Будь красным, будь белым, но тогда уж будь им... «Что-то меня возмутило во всей этой процедуре премьеры — то ли что Андрон представлял эту картину, — уж совсем не его это дело, представлять картины такого рода, хотя — почему бы и не представлять...»

Чекисты забрали Шпаликова, затем «с богом отпусти­ли, но скандал вышел большой». Вот бы разыграть ему эту героическую карту перед диссидентствующей интеллигенцией, а он пишет в Киев своему другу Виктору Некрасову про свой поступок: «В общем, типично ноздревская история... Все тот же юношеский бред... Так что, если тебе кто-нибудь расскажет эту историю в каком-либо трагическом или геройском виде, ты не верь...»

Маленький эпизод, но сразу видны два характера из поколения детей 1937 года.
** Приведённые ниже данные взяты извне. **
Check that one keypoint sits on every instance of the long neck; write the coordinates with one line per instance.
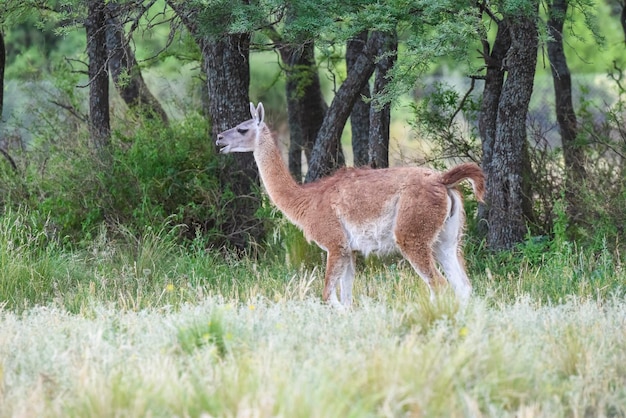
(286, 194)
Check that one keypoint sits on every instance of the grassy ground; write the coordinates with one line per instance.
(142, 327)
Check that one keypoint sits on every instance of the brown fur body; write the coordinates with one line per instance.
(413, 210)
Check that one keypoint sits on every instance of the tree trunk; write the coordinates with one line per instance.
(507, 225)
(380, 119)
(487, 118)
(227, 68)
(360, 116)
(99, 120)
(325, 157)
(306, 107)
(225, 61)
(125, 71)
(573, 154)
(3, 60)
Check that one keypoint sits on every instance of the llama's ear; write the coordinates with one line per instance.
(260, 111)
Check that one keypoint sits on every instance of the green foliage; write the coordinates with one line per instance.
(441, 119)
(198, 335)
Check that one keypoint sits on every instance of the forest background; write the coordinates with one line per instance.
(141, 273)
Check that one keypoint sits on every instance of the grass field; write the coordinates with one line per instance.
(132, 328)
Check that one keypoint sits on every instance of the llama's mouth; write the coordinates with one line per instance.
(224, 148)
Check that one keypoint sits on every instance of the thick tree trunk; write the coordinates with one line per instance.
(225, 61)
(99, 120)
(573, 154)
(3, 60)
(360, 116)
(325, 157)
(227, 68)
(380, 119)
(487, 118)
(507, 225)
(125, 70)
(306, 107)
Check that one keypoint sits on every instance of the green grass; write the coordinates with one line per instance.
(141, 326)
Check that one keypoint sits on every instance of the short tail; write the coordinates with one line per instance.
(469, 171)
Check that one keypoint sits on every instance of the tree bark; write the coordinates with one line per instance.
(3, 60)
(125, 71)
(360, 116)
(507, 225)
(325, 157)
(573, 154)
(306, 107)
(99, 119)
(488, 115)
(380, 119)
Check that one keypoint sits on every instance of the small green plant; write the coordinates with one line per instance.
(199, 335)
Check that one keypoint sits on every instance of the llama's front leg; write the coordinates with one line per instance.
(347, 279)
(336, 265)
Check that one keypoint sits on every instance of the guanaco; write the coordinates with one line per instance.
(414, 210)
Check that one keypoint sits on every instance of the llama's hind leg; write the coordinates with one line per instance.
(449, 255)
(414, 233)
(423, 263)
(347, 279)
(337, 265)
(451, 261)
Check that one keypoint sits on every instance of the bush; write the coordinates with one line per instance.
(153, 175)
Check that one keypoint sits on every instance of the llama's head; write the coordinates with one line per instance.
(245, 136)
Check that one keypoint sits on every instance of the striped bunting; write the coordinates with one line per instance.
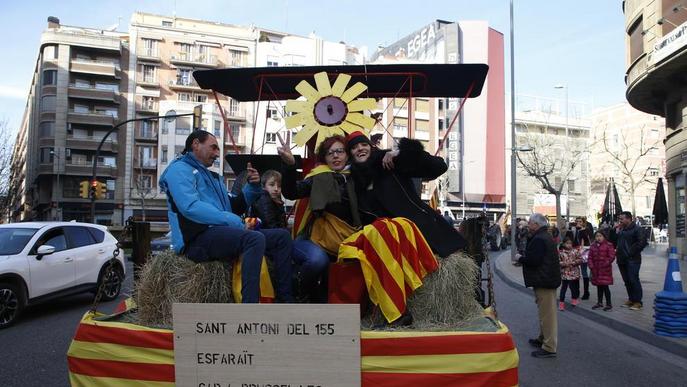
(105, 353)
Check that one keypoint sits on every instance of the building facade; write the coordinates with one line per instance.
(76, 95)
(656, 56)
(627, 148)
(474, 147)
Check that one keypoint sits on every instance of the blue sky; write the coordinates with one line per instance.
(579, 43)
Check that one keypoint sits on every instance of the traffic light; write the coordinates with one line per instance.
(83, 189)
(198, 117)
(93, 190)
(101, 190)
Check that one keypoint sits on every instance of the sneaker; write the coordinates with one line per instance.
(542, 353)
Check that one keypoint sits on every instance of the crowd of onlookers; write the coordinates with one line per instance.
(553, 258)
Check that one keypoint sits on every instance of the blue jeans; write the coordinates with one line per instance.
(313, 263)
(630, 273)
(223, 243)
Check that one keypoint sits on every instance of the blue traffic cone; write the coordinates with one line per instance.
(673, 282)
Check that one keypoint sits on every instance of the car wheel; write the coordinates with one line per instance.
(111, 279)
(12, 302)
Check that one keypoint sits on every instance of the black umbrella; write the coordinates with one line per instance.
(660, 211)
(612, 207)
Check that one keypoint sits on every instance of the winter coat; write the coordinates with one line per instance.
(631, 242)
(197, 199)
(384, 193)
(540, 264)
(271, 213)
(601, 256)
(570, 261)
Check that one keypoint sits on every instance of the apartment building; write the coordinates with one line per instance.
(476, 180)
(164, 53)
(74, 99)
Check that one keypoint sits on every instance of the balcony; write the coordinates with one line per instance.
(85, 168)
(147, 81)
(92, 142)
(184, 85)
(91, 92)
(99, 67)
(148, 53)
(193, 59)
(91, 118)
(145, 164)
(146, 135)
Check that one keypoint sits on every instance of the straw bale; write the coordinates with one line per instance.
(168, 278)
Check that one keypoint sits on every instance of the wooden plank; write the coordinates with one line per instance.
(259, 344)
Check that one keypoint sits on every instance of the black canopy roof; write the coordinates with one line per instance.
(394, 80)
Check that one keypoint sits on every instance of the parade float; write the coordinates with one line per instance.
(454, 339)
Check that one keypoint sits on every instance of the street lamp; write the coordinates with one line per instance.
(567, 108)
(58, 215)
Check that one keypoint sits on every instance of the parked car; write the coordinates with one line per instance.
(161, 244)
(43, 261)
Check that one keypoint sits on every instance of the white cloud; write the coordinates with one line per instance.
(12, 92)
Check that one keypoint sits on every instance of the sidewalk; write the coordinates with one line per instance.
(637, 324)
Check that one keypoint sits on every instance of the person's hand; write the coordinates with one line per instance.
(252, 175)
(284, 150)
(388, 160)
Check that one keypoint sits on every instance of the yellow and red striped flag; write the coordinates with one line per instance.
(394, 257)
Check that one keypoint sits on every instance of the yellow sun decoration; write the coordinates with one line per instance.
(329, 110)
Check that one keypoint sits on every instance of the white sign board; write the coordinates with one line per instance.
(247, 345)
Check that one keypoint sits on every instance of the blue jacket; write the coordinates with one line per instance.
(199, 196)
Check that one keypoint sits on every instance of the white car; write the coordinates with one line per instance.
(42, 261)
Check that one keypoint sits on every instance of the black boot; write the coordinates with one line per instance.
(585, 295)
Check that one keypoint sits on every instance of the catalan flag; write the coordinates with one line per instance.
(394, 257)
(117, 354)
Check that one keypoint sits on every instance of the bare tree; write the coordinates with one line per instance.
(551, 162)
(7, 190)
(627, 155)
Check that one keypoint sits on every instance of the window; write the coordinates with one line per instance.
(149, 73)
(48, 103)
(46, 129)
(47, 155)
(78, 236)
(233, 107)
(49, 77)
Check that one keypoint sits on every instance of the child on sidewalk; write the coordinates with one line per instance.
(269, 207)
(570, 272)
(601, 256)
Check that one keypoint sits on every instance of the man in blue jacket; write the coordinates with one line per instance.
(204, 228)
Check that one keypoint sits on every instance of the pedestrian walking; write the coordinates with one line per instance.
(570, 261)
(541, 271)
(601, 257)
(631, 242)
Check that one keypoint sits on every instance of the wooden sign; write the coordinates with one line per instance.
(261, 345)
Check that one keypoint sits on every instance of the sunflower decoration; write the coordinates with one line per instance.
(329, 110)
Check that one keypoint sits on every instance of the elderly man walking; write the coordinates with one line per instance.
(542, 272)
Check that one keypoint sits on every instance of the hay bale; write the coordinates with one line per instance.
(168, 278)
(445, 301)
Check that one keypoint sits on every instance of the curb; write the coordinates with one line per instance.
(622, 327)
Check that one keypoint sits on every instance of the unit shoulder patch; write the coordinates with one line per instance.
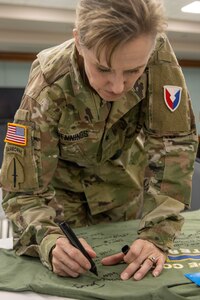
(16, 134)
(172, 96)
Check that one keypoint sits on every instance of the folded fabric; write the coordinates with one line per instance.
(28, 274)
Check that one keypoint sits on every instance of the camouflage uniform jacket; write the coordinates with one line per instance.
(88, 161)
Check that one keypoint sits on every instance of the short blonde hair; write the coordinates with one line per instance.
(109, 23)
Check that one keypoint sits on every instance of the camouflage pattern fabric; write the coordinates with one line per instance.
(89, 161)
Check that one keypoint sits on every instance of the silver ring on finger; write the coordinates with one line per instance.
(153, 260)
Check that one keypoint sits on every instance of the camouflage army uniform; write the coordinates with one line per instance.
(89, 161)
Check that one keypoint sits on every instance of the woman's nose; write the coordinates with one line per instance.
(117, 84)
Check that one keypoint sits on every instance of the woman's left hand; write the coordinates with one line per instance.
(142, 257)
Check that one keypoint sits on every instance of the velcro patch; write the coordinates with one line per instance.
(16, 134)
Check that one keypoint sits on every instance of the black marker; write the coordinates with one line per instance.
(76, 243)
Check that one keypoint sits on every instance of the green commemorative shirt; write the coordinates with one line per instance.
(28, 274)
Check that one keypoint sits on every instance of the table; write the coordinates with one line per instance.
(108, 239)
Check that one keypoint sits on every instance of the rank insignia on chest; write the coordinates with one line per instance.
(16, 134)
(172, 96)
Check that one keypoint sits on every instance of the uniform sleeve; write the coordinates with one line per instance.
(170, 144)
(30, 159)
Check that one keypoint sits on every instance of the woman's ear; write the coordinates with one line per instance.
(76, 38)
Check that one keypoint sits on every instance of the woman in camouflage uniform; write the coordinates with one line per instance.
(104, 133)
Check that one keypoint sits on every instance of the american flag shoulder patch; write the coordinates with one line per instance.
(16, 134)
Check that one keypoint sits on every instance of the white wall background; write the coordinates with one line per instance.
(15, 74)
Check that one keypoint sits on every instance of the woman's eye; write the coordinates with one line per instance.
(136, 71)
(103, 70)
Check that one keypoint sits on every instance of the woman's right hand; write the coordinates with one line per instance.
(69, 261)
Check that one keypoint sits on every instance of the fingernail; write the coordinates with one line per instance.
(124, 276)
(137, 276)
(155, 274)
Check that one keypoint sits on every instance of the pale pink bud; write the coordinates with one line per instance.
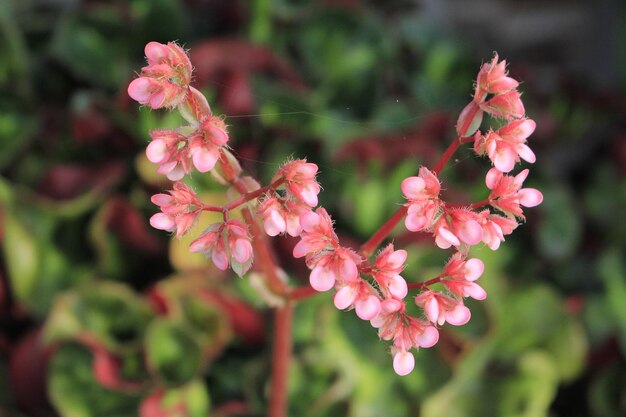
(506, 105)
(322, 278)
(180, 210)
(317, 233)
(469, 120)
(428, 337)
(473, 269)
(397, 287)
(507, 195)
(345, 297)
(164, 82)
(458, 315)
(492, 79)
(507, 145)
(403, 363)
(162, 221)
(367, 307)
(300, 180)
(422, 193)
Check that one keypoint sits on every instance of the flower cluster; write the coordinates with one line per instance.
(165, 80)
(373, 288)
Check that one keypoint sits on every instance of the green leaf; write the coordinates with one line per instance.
(560, 230)
(110, 312)
(74, 392)
(172, 352)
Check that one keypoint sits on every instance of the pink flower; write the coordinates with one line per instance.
(359, 294)
(205, 143)
(507, 145)
(386, 271)
(317, 234)
(495, 227)
(168, 150)
(507, 105)
(406, 332)
(440, 308)
(422, 193)
(164, 82)
(338, 265)
(507, 194)
(459, 268)
(457, 226)
(493, 79)
(300, 180)
(179, 210)
(226, 243)
(281, 215)
(462, 273)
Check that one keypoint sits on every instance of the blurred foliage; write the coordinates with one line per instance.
(100, 315)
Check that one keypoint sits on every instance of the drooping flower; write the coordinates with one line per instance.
(495, 227)
(164, 82)
(300, 181)
(440, 308)
(226, 243)
(169, 151)
(179, 209)
(507, 105)
(457, 226)
(462, 274)
(422, 193)
(282, 215)
(386, 271)
(406, 332)
(507, 145)
(206, 141)
(359, 294)
(317, 234)
(331, 266)
(493, 79)
(507, 194)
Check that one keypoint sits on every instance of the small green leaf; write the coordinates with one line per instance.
(172, 352)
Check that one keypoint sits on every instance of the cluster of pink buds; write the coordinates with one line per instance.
(179, 210)
(175, 152)
(281, 212)
(373, 288)
(165, 80)
(226, 243)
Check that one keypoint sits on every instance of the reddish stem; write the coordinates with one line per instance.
(253, 194)
(373, 242)
(423, 285)
(377, 238)
(300, 293)
(281, 356)
(472, 206)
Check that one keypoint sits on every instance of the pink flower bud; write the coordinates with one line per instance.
(180, 210)
(300, 180)
(164, 82)
(403, 363)
(508, 196)
(507, 105)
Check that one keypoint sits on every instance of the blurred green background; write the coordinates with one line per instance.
(102, 316)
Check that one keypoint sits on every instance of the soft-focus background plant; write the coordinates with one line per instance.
(102, 316)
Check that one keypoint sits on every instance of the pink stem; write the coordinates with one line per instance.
(381, 234)
(281, 356)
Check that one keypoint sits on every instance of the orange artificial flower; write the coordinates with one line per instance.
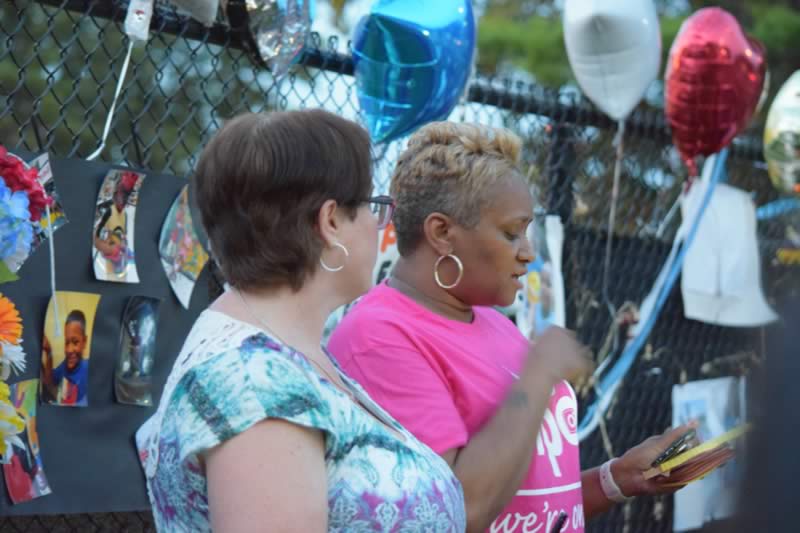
(10, 322)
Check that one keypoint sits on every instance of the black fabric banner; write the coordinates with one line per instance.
(88, 453)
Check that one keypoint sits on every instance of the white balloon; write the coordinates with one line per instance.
(614, 49)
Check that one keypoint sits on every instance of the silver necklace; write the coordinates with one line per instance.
(269, 330)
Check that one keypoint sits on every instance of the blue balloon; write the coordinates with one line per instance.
(412, 61)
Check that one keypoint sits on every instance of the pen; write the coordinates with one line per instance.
(681, 444)
(559, 523)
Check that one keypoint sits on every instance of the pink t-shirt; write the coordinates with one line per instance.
(443, 379)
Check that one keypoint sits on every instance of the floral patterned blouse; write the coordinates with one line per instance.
(231, 375)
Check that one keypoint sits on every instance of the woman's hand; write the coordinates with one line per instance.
(558, 354)
(628, 470)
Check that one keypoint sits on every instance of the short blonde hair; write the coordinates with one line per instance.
(449, 168)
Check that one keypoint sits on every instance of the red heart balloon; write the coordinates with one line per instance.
(713, 83)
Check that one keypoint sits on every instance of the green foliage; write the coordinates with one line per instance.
(535, 45)
(513, 31)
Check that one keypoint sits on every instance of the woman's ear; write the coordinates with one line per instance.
(328, 222)
(438, 230)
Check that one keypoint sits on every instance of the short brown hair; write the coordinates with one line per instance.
(261, 182)
(449, 168)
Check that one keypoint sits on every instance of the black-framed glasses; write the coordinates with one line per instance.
(383, 208)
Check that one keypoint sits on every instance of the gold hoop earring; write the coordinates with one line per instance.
(458, 263)
(337, 269)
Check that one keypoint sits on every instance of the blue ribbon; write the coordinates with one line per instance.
(609, 382)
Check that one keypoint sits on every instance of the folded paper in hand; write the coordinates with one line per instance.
(698, 462)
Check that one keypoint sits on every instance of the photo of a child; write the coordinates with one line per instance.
(182, 255)
(113, 252)
(65, 358)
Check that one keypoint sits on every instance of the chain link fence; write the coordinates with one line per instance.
(59, 67)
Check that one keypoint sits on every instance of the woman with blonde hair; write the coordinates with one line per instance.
(429, 347)
(257, 429)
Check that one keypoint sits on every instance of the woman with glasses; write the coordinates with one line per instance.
(429, 347)
(257, 428)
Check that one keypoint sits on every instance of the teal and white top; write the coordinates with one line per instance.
(231, 375)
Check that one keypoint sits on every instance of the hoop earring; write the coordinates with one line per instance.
(337, 269)
(460, 266)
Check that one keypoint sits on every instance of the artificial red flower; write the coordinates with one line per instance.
(19, 177)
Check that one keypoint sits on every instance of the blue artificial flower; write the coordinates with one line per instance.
(16, 230)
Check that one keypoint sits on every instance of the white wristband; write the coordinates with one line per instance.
(610, 487)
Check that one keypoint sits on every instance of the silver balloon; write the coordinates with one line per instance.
(274, 31)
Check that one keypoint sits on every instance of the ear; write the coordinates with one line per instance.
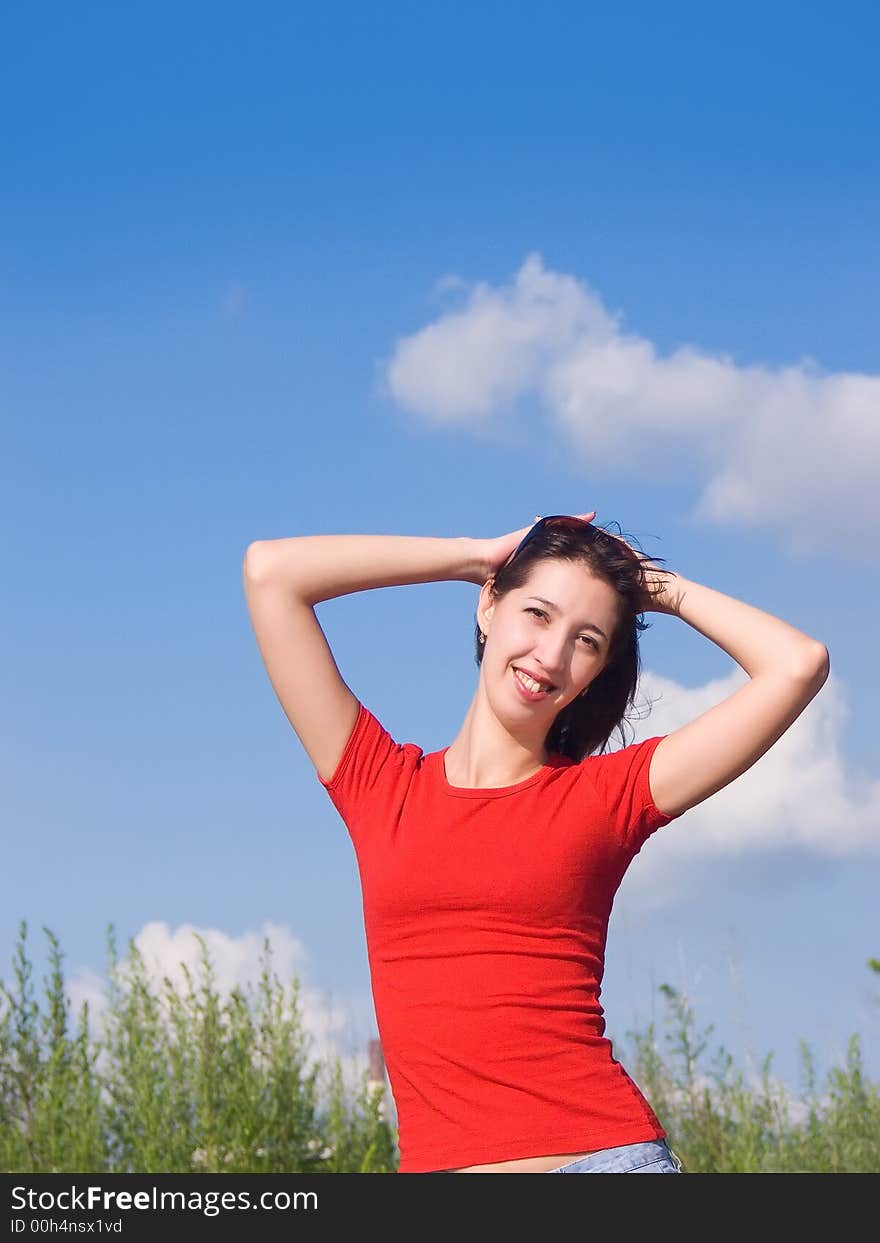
(486, 603)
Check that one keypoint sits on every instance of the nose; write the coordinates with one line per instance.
(551, 660)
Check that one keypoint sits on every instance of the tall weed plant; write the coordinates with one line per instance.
(182, 1082)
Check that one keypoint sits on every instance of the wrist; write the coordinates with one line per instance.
(472, 561)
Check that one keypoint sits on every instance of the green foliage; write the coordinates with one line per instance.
(719, 1124)
(183, 1083)
(187, 1085)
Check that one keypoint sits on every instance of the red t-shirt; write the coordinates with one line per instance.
(485, 915)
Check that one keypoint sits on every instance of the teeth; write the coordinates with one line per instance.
(528, 683)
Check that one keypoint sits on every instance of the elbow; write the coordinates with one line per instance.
(254, 558)
(815, 665)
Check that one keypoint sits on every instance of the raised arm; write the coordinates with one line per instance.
(786, 668)
(285, 578)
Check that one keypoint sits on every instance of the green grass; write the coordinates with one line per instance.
(182, 1080)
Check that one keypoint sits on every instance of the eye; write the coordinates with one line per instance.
(587, 637)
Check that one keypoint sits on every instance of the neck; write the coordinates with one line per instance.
(485, 753)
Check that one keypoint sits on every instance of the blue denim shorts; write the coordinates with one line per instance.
(653, 1156)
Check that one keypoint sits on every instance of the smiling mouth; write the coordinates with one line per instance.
(530, 685)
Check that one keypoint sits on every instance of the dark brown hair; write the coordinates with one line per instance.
(584, 726)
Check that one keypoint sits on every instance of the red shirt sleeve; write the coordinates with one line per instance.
(371, 781)
(622, 782)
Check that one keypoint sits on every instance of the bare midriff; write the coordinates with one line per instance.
(523, 1165)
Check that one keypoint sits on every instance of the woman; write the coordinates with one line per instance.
(489, 868)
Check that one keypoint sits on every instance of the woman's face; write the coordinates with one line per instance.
(558, 628)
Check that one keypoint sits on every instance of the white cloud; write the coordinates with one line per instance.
(798, 796)
(772, 448)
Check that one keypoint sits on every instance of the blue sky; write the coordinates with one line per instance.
(431, 270)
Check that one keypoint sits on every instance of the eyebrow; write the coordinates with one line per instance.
(554, 608)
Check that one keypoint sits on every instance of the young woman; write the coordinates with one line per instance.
(489, 868)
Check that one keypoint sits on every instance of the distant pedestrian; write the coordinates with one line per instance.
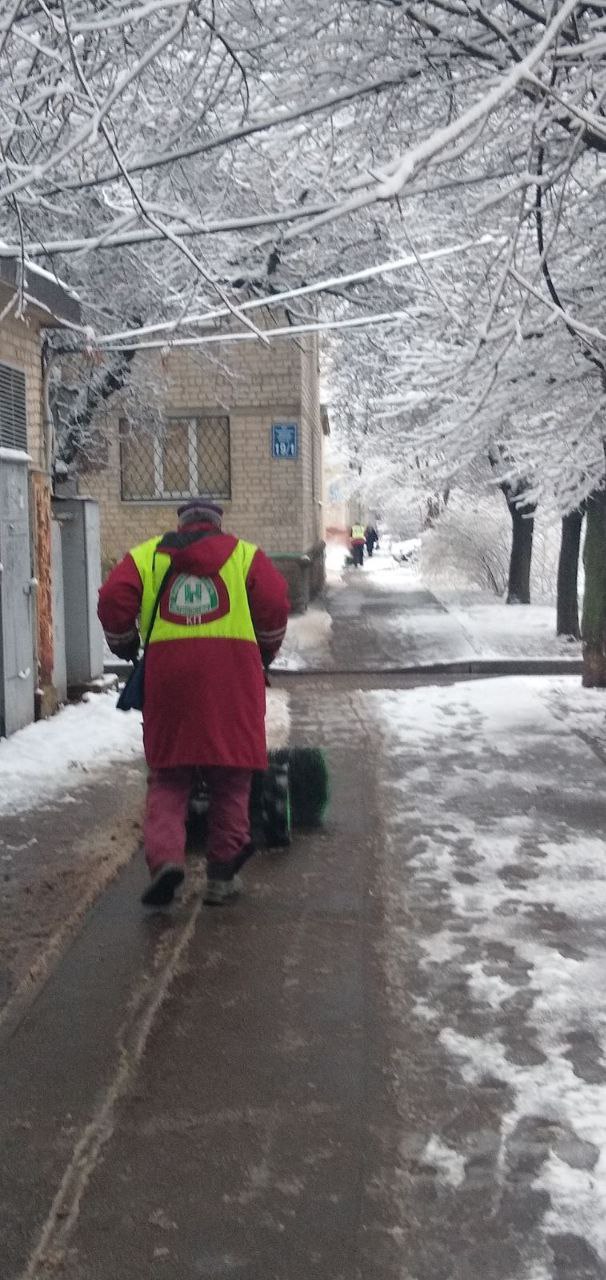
(221, 618)
(370, 538)
(356, 544)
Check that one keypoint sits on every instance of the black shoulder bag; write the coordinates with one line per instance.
(131, 698)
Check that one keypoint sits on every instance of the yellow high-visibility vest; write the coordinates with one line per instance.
(196, 606)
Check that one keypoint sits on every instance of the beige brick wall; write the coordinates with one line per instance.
(19, 347)
(274, 503)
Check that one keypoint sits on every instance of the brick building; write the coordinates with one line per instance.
(27, 606)
(242, 425)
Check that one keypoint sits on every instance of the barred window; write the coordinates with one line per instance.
(13, 423)
(188, 457)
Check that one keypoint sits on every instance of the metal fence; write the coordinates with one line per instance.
(188, 457)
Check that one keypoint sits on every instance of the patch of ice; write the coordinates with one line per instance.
(449, 1162)
(308, 641)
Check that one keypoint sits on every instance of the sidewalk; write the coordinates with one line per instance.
(383, 616)
(386, 1063)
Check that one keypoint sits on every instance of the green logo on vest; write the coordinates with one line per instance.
(191, 598)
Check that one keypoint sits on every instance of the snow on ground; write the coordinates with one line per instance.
(499, 630)
(499, 816)
(62, 753)
(48, 760)
(308, 641)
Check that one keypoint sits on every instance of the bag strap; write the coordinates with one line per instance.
(156, 606)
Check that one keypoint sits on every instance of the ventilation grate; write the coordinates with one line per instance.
(13, 421)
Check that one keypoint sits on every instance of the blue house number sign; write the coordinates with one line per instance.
(285, 440)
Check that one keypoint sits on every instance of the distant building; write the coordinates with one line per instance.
(244, 426)
(30, 626)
Обывательский, сытый ци­низм Андрея Кончаловского, которому все равно, что воспевать — чекистов или же гангстеров, как в своем бо­лее позднем голливудском фильме «Поезд-беглец». И на­ивно-романтический протест Геннадия Шпаликова — против такого цинизма. Он бы и над словами Леонида Зорина так же посмеялся. Впрочем, о причинах своего тупика в семидесятые годы он писал сам: «Все со мной кончено... я и не собирался этого отрицать. На самом де­ле кончился — не прорыв, не перерыв, и не жизнь иная, — проза ничего не переменила, а, напротив, все по­ставила на место... год — для меня — был уже концом прежних завоеваний, и вообще я бы мог прекрасно жить на прежних достижениях, — новая советская волна, и это на самом деле так. Но это все дешевка. Дальше начался прорыв не к этому... Я напишу — совесть. Все равно — слово. Наверно — и наверняка — ведь и половины не вы­шло, — вовсе не благодаря СССР, а несовершенству соб­ственному. Ничего запрещенного нет, есть собственное отношение — как и что. Я всегда это знал, и может быть, эти годы будут хорошие, но не в кино... Отчего так все пе­ременилось...»

Счастливая жизнь очень рано закончилась. Его люби­мая баржа, сопутствующая почти всем его сценариям, не доплыла до неведомого причала и перевернулась, а потом и вовсе затонула. А какой разбег был! Какой полет ввысь! Даже баржа из пасмурного ноябрьского дня стремительно всплывала в ослепительный летний день. «Теперь она уже плывет прямо по полевым цветам, по высокой свежей тра­ве... по всей летней пестроте и прелести зеленого луга... взлетают птицы; проносятся на лошадях без седла босоно­гие мальчишки... Реальным выражением счастья плывет она среди блеска летнего дня... Могу только добавить, что и я бы хотел плыть на этой барже».